Cornford Harlequin: 6W Class A, 112 combo. Very nice amp, PTP handwired in the UK, not boxy sounding like a Champ due to the larger cab (similar to an 18W Marshall) & 12" speaker. It was a tad "gainy" for me & didn't clean up that well with the guitar's volume pot. The preamp volume is very sensitive in between 1:00 - 2:00. Tried to Vox it up by putting in a Celestion Alnico Blue, but this amp excels at 80s metal tones.

Vox AC4TV 110 combo: Too compressed on the 1/4W setting, sounded best on 4W but way too loud. Boxy tone, but the head version might be worth a look.

Mini Z: Built-in attenuator does very little at the higher settings then has a huge volume drop on the lower settings. Also, the more attenuated settings are too compressed & rather dark, but there's no tone knob so you're stuck. 

Clark Beaufort 5E3 replica: Yessss!!!! Especially w/ an Alnico Blue. But I could never turn it up to the point where I got crunch. 

Fender "Woody" Blues Jr.: Gorgeous amp, better tone vs. normal Bues Jr. due to bubinga cab. Lousy reverb. Strats liked the FAT switch, usable MV & loud enough for most drummers. Throw in a Greenback & you're good to go.

Fender "Woody" Pro Jr.: What was I thinking? Sounded great when cranked but loud as H-E-double hockey sticks. Gorgeous cleans but I was always tempted to turn it to 12 ("That's 2 louder innit?"). Like the bubinga Blues Jr., the tone was also better than the regular Pro Jr. thanks to solid wood cab (blonde ash IIRC).

Fender SF Vibro Champ: Pretty loud before any crunch happens, tone was too brittle to my ears, but I've never really dug the BF thing, always found it a little stiff & sterile.

Fender Tweed Champ: Great crunch, seemed to love a Tele most of all. As expected it sounded a bit boxy from the 8" speaker, HBs pushed it into mush pretty quickly. Great for recording but got kinda tiresome for bedroom playing.

Victoria 5112 (tweed champ in a Deluxe cab): Still experimenting with speakers, but this one might be a keeper. More headroom, better "taper" to when the dirt starts & less boxy vs. the tweed Champ. Great round clean tones, maybe even a tad more "open" than my 62 Princeton (10" speaker). Behaves better w/ HBs than the other 2 Champs, likely thanks to the 12" speaker vs. an 8".
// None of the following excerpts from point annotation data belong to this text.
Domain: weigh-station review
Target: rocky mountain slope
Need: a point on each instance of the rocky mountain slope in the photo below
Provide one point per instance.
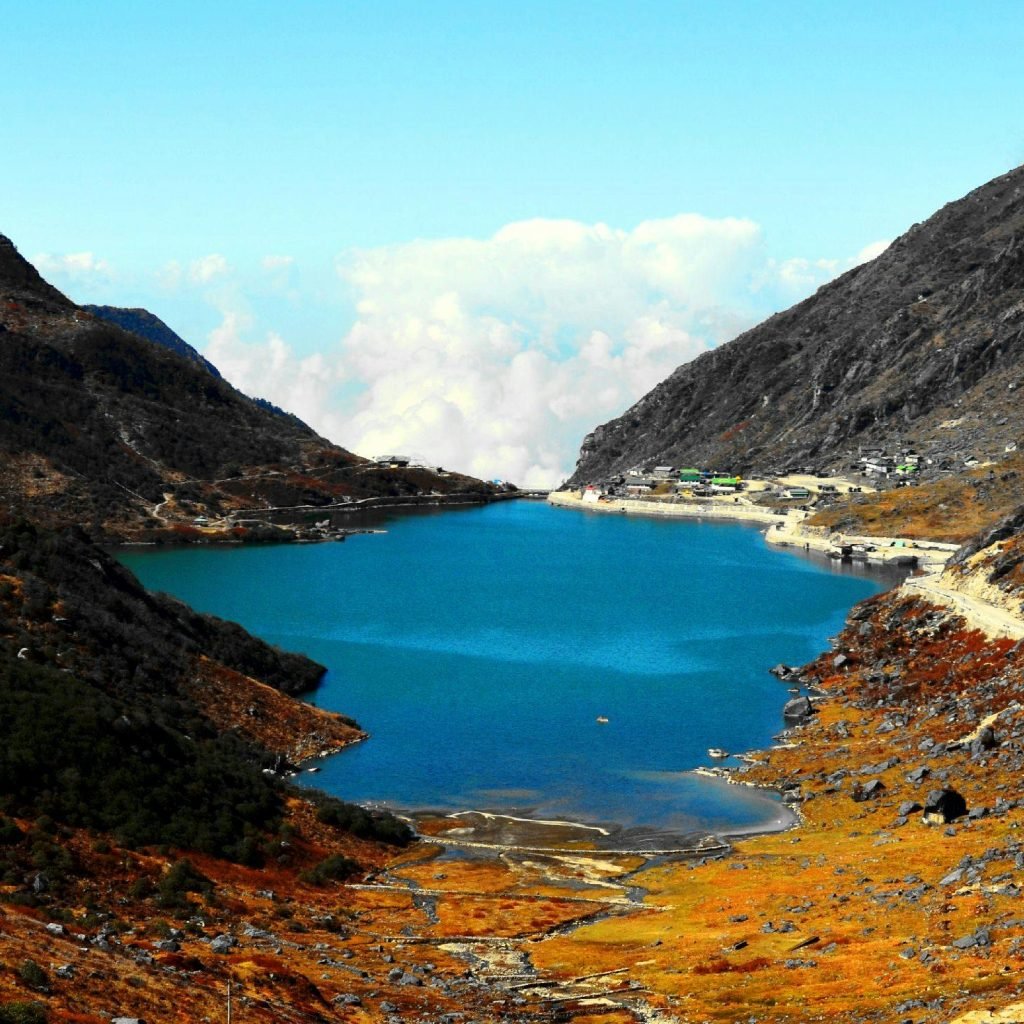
(101, 426)
(924, 346)
(145, 325)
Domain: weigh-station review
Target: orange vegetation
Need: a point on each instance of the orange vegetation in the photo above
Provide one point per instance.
(951, 509)
(266, 717)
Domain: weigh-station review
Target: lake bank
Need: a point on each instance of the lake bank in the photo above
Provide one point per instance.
(448, 638)
(786, 528)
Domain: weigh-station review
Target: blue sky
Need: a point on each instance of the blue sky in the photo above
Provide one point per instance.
(301, 143)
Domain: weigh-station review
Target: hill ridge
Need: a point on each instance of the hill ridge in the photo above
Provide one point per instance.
(928, 332)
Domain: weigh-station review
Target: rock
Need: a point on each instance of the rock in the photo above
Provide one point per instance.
(943, 806)
(869, 791)
(985, 740)
(797, 709)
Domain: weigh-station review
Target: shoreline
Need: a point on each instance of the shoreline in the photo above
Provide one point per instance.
(785, 530)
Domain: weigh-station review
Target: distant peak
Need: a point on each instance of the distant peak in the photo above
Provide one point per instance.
(17, 275)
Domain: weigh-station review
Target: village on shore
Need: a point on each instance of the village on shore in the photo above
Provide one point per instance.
(783, 503)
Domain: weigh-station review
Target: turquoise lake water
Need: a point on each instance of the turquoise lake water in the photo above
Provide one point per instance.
(479, 646)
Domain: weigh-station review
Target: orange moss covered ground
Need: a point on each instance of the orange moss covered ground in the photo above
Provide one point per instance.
(951, 509)
(268, 718)
(862, 912)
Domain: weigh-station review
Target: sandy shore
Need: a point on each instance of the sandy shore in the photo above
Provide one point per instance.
(711, 508)
(784, 530)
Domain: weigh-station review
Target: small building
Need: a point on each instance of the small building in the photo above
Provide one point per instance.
(637, 487)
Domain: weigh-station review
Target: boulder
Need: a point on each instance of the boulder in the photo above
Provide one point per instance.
(869, 791)
(798, 709)
(943, 806)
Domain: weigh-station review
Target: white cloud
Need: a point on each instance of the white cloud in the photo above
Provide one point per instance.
(270, 369)
(497, 355)
(74, 266)
(207, 268)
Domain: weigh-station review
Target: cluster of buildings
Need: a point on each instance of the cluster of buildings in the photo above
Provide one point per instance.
(877, 462)
(668, 480)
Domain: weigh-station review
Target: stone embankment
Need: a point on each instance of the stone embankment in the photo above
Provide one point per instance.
(793, 531)
(737, 508)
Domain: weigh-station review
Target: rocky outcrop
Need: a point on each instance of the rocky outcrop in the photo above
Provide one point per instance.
(147, 326)
(924, 344)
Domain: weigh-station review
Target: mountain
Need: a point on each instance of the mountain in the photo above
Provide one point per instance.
(102, 426)
(145, 325)
(923, 346)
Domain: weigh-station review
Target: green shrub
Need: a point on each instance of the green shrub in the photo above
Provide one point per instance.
(23, 1013)
(33, 975)
(334, 868)
(181, 879)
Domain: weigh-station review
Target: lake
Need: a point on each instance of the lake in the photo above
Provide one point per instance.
(480, 646)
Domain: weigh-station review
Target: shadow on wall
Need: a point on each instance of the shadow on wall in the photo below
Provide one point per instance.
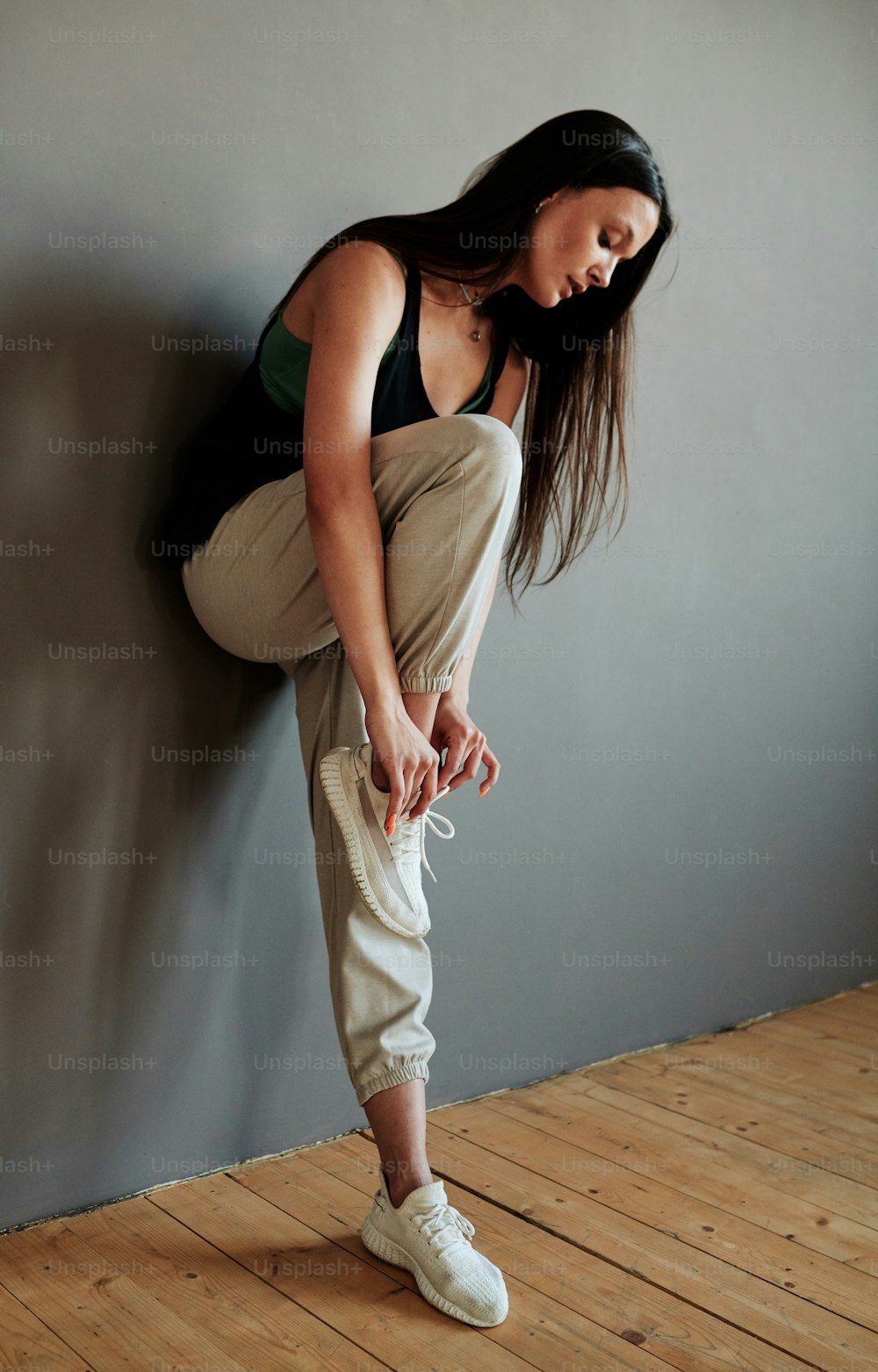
(112, 850)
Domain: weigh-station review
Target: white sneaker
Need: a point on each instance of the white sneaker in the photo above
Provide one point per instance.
(429, 1238)
(387, 872)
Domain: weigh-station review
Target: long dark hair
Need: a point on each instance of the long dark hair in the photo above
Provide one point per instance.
(578, 391)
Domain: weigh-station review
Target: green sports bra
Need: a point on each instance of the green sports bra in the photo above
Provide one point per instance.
(284, 361)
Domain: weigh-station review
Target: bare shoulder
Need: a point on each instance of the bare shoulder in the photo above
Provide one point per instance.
(360, 262)
(512, 384)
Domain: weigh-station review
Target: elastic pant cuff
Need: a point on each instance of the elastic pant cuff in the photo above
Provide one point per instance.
(392, 1077)
(426, 685)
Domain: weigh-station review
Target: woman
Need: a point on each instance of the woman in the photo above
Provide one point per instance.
(351, 530)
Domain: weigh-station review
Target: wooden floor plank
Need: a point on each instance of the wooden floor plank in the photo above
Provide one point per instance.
(565, 1269)
(192, 1277)
(704, 1206)
(749, 1089)
(378, 1312)
(110, 1320)
(752, 1161)
(538, 1274)
(804, 1145)
(714, 1231)
(697, 1268)
(26, 1342)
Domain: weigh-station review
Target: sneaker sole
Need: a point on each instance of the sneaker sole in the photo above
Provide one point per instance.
(334, 789)
(390, 1252)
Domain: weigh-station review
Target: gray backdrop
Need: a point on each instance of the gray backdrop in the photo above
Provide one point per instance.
(685, 831)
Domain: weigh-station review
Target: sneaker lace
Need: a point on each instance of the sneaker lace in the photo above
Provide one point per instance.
(443, 1224)
(409, 835)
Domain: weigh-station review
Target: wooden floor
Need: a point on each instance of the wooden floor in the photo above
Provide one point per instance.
(704, 1205)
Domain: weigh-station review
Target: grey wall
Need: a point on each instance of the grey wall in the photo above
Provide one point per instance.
(685, 830)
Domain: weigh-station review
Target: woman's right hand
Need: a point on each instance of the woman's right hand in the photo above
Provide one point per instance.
(409, 759)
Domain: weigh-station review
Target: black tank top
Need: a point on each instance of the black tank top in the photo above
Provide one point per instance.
(251, 441)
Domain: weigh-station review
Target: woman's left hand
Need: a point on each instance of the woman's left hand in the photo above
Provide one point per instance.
(467, 747)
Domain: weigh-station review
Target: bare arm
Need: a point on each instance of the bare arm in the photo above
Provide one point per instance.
(507, 397)
(361, 295)
(360, 302)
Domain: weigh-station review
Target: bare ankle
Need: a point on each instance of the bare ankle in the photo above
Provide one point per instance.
(404, 1179)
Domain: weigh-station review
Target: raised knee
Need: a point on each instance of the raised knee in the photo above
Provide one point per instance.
(485, 433)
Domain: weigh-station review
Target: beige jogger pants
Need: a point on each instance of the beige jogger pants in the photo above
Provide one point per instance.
(446, 490)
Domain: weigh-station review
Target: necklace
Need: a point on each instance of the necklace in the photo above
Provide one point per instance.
(476, 299)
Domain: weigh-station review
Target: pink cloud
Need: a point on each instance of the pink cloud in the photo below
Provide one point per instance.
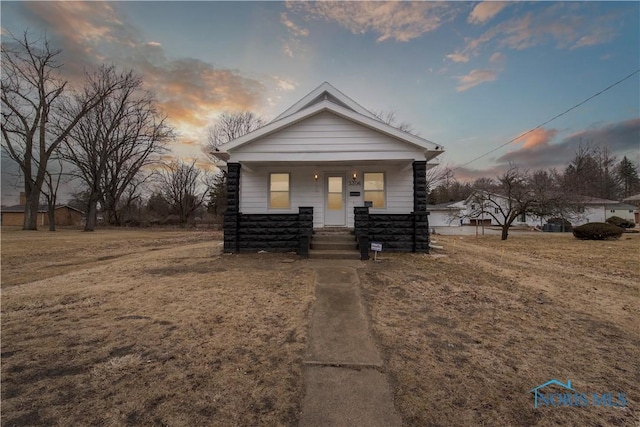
(188, 90)
(401, 21)
(567, 25)
(539, 137)
(474, 78)
(484, 11)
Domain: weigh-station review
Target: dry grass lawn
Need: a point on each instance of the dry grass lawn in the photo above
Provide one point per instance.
(138, 327)
(468, 334)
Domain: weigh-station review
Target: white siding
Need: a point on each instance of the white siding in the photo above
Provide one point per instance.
(305, 191)
(326, 136)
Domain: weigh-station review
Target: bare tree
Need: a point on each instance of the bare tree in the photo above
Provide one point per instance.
(518, 192)
(505, 199)
(36, 117)
(389, 117)
(179, 184)
(114, 142)
(50, 191)
(229, 126)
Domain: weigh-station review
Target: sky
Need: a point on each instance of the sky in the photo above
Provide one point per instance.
(469, 76)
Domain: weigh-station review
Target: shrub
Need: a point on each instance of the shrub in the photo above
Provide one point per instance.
(557, 225)
(597, 231)
(621, 222)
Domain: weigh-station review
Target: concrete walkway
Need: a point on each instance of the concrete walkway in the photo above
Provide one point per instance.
(344, 380)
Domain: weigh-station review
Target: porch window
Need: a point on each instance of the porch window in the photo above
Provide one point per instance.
(374, 189)
(279, 191)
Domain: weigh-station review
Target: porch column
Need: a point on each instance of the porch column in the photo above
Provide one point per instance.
(420, 214)
(232, 214)
(420, 186)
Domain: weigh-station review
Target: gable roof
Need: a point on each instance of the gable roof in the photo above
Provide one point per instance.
(339, 104)
(326, 92)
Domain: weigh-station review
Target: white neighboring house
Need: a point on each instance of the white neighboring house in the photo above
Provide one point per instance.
(599, 210)
(474, 213)
(595, 210)
(634, 200)
(446, 214)
(324, 157)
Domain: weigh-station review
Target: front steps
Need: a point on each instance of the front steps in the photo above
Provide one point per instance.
(334, 243)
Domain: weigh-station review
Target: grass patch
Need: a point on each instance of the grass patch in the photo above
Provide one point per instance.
(468, 334)
(179, 335)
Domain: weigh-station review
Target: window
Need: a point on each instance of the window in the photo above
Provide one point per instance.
(279, 191)
(374, 189)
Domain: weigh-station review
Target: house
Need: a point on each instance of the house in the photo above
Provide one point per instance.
(447, 214)
(635, 201)
(599, 210)
(326, 162)
(592, 210)
(481, 205)
(65, 215)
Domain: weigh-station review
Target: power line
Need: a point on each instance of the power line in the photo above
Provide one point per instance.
(550, 120)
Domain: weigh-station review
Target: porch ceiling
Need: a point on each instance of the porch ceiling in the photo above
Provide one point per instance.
(347, 163)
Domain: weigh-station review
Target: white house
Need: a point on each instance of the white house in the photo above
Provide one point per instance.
(487, 208)
(321, 160)
(599, 210)
(635, 201)
(593, 210)
(446, 214)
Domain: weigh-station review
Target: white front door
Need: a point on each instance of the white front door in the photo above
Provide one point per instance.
(334, 202)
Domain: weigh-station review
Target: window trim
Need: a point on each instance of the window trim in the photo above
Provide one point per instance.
(383, 191)
(270, 192)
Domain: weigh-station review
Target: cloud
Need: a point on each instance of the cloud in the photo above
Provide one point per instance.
(566, 25)
(484, 11)
(538, 138)
(458, 57)
(292, 46)
(400, 21)
(189, 91)
(285, 85)
(474, 78)
(620, 138)
(293, 28)
(498, 58)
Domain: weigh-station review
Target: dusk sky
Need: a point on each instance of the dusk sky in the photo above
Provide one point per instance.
(468, 76)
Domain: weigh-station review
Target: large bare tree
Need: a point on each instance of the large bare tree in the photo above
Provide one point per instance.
(36, 110)
(180, 185)
(517, 192)
(112, 144)
(231, 125)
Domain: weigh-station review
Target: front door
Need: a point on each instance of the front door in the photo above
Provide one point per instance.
(334, 203)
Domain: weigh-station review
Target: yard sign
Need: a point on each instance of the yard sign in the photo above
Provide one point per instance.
(376, 247)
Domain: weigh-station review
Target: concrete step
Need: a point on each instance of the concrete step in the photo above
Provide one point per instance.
(333, 254)
(333, 238)
(333, 230)
(334, 245)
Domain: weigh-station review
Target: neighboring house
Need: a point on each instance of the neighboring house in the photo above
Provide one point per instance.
(316, 165)
(447, 214)
(474, 213)
(593, 210)
(65, 215)
(635, 201)
(598, 210)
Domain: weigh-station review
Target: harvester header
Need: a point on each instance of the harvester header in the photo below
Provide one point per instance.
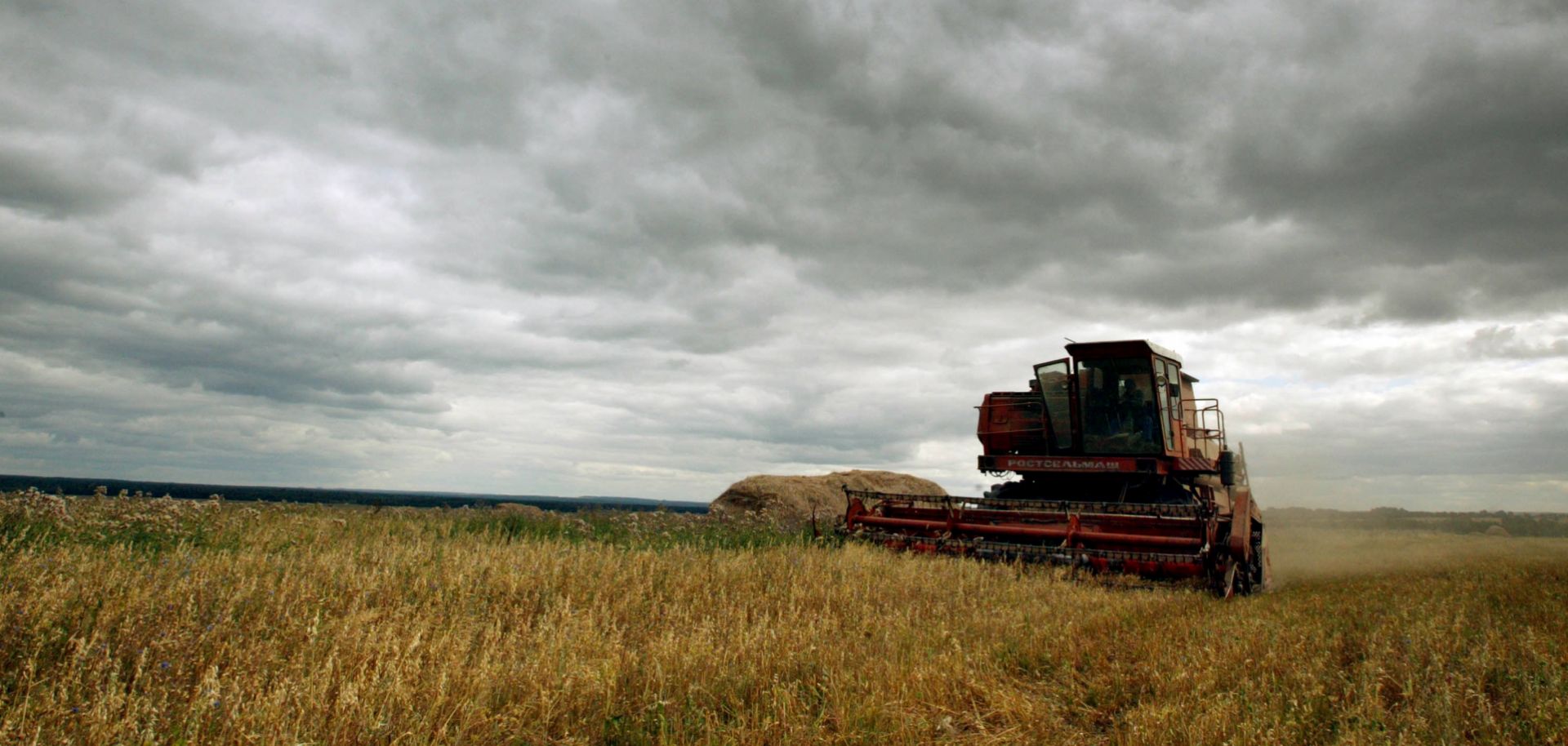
(1114, 463)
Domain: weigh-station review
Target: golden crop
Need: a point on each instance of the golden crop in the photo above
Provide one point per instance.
(146, 621)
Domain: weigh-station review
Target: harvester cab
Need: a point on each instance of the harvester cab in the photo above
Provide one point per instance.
(1118, 468)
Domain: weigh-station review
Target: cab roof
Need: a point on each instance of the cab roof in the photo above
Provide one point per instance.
(1120, 349)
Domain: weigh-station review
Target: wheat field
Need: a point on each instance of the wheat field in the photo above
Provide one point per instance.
(156, 621)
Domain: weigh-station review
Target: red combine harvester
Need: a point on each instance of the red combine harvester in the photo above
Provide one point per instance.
(1120, 468)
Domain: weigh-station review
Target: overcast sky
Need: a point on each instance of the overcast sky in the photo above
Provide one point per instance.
(651, 248)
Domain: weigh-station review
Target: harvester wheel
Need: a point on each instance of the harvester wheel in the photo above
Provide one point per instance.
(1227, 582)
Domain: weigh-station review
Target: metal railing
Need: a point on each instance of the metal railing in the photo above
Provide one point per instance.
(1203, 422)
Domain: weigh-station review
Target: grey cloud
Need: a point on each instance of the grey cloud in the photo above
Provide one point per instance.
(724, 237)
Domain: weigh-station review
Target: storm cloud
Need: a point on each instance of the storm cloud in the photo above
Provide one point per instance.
(651, 248)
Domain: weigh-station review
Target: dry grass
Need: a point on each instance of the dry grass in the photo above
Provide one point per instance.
(345, 626)
(802, 497)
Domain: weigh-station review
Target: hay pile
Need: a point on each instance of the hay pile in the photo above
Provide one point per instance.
(794, 497)
(529, 511)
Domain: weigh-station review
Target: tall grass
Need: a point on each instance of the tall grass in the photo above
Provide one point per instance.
(347, 626)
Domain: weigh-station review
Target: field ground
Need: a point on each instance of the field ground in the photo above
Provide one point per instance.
(145, 621)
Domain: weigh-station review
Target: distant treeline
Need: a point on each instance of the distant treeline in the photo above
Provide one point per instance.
(1515, 524)
(184, 491)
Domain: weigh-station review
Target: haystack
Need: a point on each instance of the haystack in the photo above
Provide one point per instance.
(794, 497)
(529, 511)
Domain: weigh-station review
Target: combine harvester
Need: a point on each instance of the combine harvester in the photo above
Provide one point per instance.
(1120, 468)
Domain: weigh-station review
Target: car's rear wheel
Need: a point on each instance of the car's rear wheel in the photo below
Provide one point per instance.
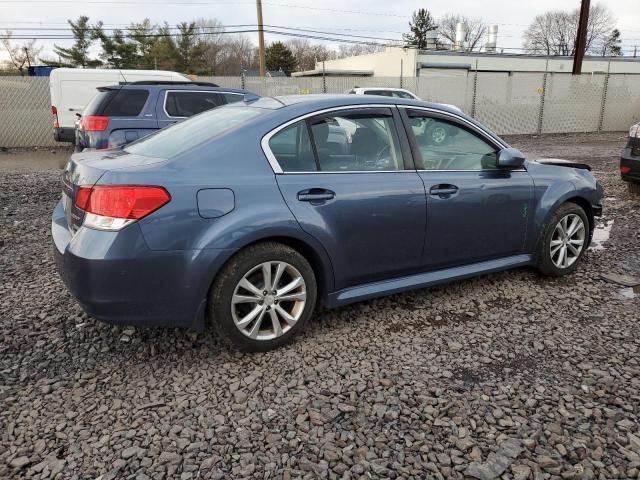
(264, 296)
(565, 241)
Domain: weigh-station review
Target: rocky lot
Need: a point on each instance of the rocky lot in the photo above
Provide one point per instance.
(510, 375)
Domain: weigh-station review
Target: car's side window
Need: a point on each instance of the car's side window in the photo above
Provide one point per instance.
(187, 104)
(380, 93)
(362, 141)
(445, 145)
(292, 148)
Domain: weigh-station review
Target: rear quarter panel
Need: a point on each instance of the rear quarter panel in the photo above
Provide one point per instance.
(553, 186)
(231, 162)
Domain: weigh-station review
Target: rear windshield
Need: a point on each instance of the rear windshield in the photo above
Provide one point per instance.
(117, 103)
(190, 133)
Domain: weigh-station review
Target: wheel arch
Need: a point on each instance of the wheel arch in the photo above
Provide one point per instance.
(310, 249)
(588, 209)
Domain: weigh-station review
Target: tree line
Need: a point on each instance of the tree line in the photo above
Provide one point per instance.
(201, 47)
(205, 47)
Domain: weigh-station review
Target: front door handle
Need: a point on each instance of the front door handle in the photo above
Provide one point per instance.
(316, 195)
(442, 190)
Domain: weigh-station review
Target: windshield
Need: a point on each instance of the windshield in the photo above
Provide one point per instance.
(190, 133)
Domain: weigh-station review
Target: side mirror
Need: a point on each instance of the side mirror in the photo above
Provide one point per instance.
(510, 158)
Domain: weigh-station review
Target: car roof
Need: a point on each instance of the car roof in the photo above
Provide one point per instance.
(391, 89)
(174, 86)
(321, 101)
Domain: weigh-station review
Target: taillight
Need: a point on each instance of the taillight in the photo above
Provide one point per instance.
(54, 110)
(94, 123)
(112, 207)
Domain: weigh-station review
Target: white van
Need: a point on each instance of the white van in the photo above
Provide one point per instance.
(72, 89)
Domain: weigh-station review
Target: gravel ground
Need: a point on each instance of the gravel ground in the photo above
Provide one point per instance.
(510, 375)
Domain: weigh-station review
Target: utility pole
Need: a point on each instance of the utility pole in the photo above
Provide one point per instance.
(261, 52)
(581, 37)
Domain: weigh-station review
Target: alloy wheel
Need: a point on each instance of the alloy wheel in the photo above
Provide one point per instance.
(268, 300)
(567, 241)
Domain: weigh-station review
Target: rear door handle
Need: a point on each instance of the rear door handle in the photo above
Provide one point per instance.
(443, 190)
(315, 195)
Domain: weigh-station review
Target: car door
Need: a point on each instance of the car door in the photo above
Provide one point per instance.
(347, 179)
(176, 105)
(475, 211)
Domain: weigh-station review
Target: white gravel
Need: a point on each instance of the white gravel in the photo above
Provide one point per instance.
(510, 375)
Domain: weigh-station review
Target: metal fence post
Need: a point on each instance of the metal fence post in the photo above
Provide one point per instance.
(603, 104)
(324, 80)
(542, 99)
(475, 91)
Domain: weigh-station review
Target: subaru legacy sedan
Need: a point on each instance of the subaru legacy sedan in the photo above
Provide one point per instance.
(251, 215)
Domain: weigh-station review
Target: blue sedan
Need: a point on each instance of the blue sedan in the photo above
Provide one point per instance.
(251, 215)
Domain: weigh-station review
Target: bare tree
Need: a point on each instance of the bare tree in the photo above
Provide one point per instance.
(474, 29)
(21, 53)
(554, 32)
(211, 33)
(353, 49)
(307, 54)
(242, 55)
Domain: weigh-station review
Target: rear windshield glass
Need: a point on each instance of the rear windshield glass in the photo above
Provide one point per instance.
(187, 104)
(190, 133)
(118, 103)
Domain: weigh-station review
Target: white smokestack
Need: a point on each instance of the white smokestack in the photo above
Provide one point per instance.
(460, 34)
(492, 38)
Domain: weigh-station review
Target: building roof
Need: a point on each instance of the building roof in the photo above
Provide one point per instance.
(318, 72)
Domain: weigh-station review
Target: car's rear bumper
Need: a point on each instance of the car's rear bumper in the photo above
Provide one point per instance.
(117, 279)
(632, 162)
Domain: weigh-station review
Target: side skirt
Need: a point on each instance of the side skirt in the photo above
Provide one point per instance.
(421, 280)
Marshall Class 5 head: Surprisingly good cleans. Like a previous poster said, you need to turn it up to get the crunch happening, might be too loud if you're in an apartment. On the fence about this one. 

Marshall 1W heads: Didn't buy these but have spent a lot of time noodling with the JTM, JMP & JCM800. They all sound pretty close to their larger namesakes but you need to turn them up to really get them singing. The low power switch on the back is useless as it knocks the volume down too low (1/10 W IIRC) & the amp sounds really fizzy on that setting. The JTM is my fave, as the cleans are the best of any of the 1W head's I've played & had the best reponse to changes in pick attack & the guitar's volume knob. 

BumBox Lead 1 head: PTP handwired in the US at 1/2 the cost of the 1W Marshalls. 1W but good thing it's got a master volume. In the JCM800 range re: how much gain is on tap.

PRS 25th Anniversary head: 6 position voltage control that acts kind of like a MV but is probably closer to a built-in attenuator (the Rev. B has a rheostatic control for the voltage control). This was reverse engineered from Eric Johnson's 50W Plexi & nails old Marshall tone. Was thinking about selling it but then I A/B'd with a Suhr Badger 18....maybe I didn't have the Suhr dialed in right, but the PRS is a monster!


So besides the Victoria 5112 it looks like the PRS is a keeper. On the fence about the Class 5 (kinda loud for my neighbours), might trade it in on a JMP1W, but I need to do a Pepsi Challenge between the Class 5, BumBox & JMP1 before making my final decision. Might as well throw the PRS in for good measure too.


Anyone try the lower wattage Vox heads (AC4TVH or NT2H)? How about the AC4HW1 112 or AC4C1-BL 110 combos?


----------



## notjoeaverage (Oct 6, 2008)

Roryfan said:


> Anyone try the lower wattage Vox heads (AC4TVH or NT2H)? How about the AC4HW1 112 or AC4C1-BL 110 combos?


I've had a VOX Lil' Night Train 2W Head for almost a year now and I love it. I'm currently using a closed back 2x12 with 70's Celestions, a G12H30 and G12M25 16ohms, they are wired to 8ohms which brings the Head's output down from 2 to 1.5 Watts according to the manual. 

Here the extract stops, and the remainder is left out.